At the start of her junior campaign, she has just one goal—win.
Bay Shore has come frustratingly close the last few seasons. It lost in the 2006 state title game. In 2007, the Marauders fell to Long Beach in the Long Island championship game. The 2008 team lost to West Babylon in the county semifinals. And last year Brentwood beat Bay Shore in the county championship series. Long Beach, West Babylon and Brentwood each won state titles.
“We’re getting closer each year,” Taylor McGowan said. “This is our year. Each year we lost to the eventual state champion. It’s our turn.”
The numbers are astounding. Jim McGowan has won 609 games, 23 league, 11 Suffolk County, nine Long Island and six state championships in 27 seasons.
Yet his greatest legacy has little to do with wins, titles or accolades. Look around Long Island and you will see a softball landscape redefined by the in-your-face taskmaster. He’s tutored pitchers for rival schools. Two sons are successful high school softball coaches. Two former players coach (and countless others are assistants, coached in the past or are mainstays in different sports). And when McGowan steps aside after the 2011 season, another former Bay Shore pupil will succeed him in Jackie Pasquerella.
“My [players] are my judgment,” McGowan said. “I love my kids and respect my kids. That’s my legacy. Hopefully I made a difference in their lives.”
It’s a living legacy that says more about the man than any plaque ever could. His influence will live on long after his accomplishments become forgotten clutter in the trophy cases at Bay Shore High School.
Truth is, no one has won more high school softball games in state history than McGowan. And he’s done it his way—equal parts motivational speaker and drill sergeant with a dash of Martha Stewart perfectionism. His gruff act has drawn plenty of critics over the years.
“A lot of times [the criticism is] unwarranted,” said son Jimmy McGowan, in his 10th season as the Hauppauge softball coach. “If he was 12-10 every year people would say he gets the most out of his talent. The fact that he goes 25-2? People like winning but they don’t like winners. That’s a big part of it with him.”

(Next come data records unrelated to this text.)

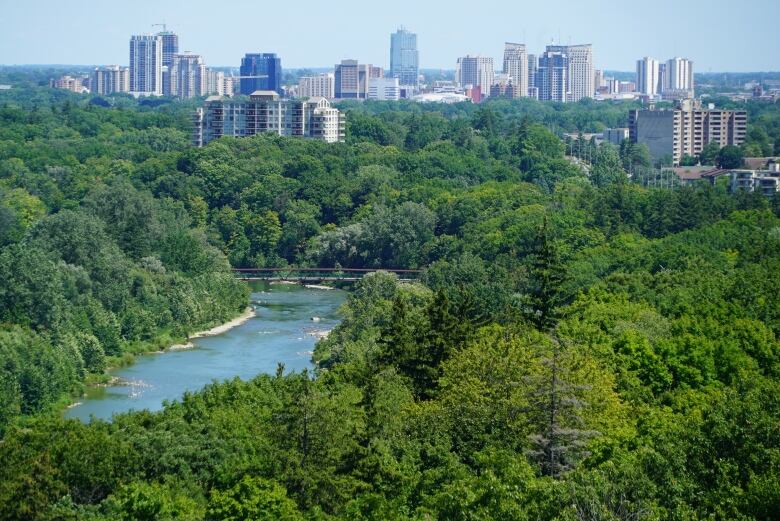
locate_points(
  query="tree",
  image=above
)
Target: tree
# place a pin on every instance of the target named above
(730, 156)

“Jim is a tremendous student of the game and really works at it,’’ Hofstra coach Bill Edwards said. “He always has the kids’ best interests at heart. He’s old school and uncompromising in his values, which kids today need.”

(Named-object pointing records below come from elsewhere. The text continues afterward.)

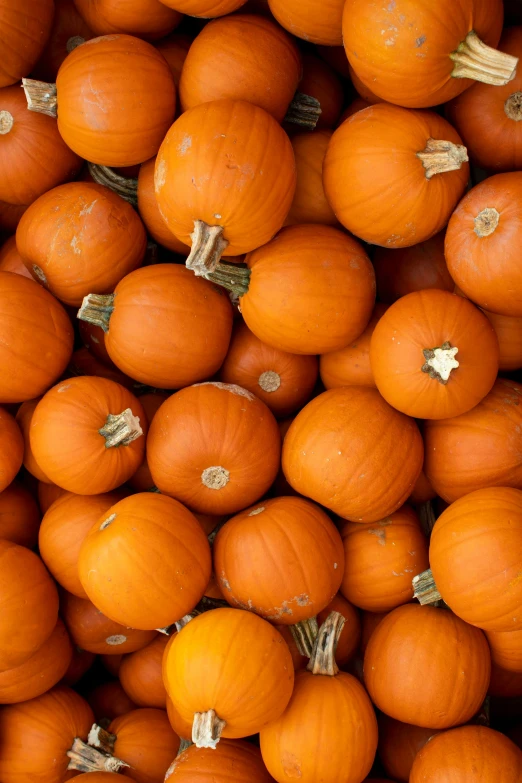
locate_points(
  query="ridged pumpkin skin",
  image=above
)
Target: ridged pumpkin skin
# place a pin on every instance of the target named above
(476, 558)
(282, 559)
(78, 238)
(219, 643)
(376, 148)
(214, 447)
(403, 52)
(222, 145)
(312, 290)
(351, 452)
(145, 593)
(38, 327)
(469, 754)
(427, 667)
(135, 100)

The supporters are winning out. McGowan will be inducted into the Suffolk County Sports Hall of Fame on May 6.
“It’s about time,” said son Jason McGowan, a third-year softball coach at Plainedge. “I don’t know why it took this long. It’s a huge accomplishment. But he deserves it.”
Back on the field, McGowan gathered his team in a circle and went over a mental checklist before the scrimmage. Preparation is an important ingredient to his success. Little wonder why he owns an incredible .888 winning percentage and the longest winning streak in state softball history (54 wins from 1994-95 with Pasquerella in the lineup).
“Practice makes perfect,” Taylor McGowan said. “That’s what he’s been telling me since I was 7.”
Oh, Jim McGowan has a saying for every occasion.
“Our motto this year is: No better time, no better team,” the elder McGowan said. “The name of the game is pitching and we have two All-Long Island pitchers. I feel good about this team. ”
The coach knows the clock is ticking. After three decades of kicking clay, taking on umpires, developing talent and hoisting championship plaques, the end is near. He’ll tackle it on his terms.
“I try to emulate what he does and hopefully I can be half as successful,’’ Jimmy McGowan said.
He’s already there. Hauppauge reached the Suffolk Class A championship series last season while Plainedge advanced to the second round of the Nassau Class A playoffs. So long as a McGowan is on a softball field somewhere on Long Island, past, present and future remain perfectly aligned.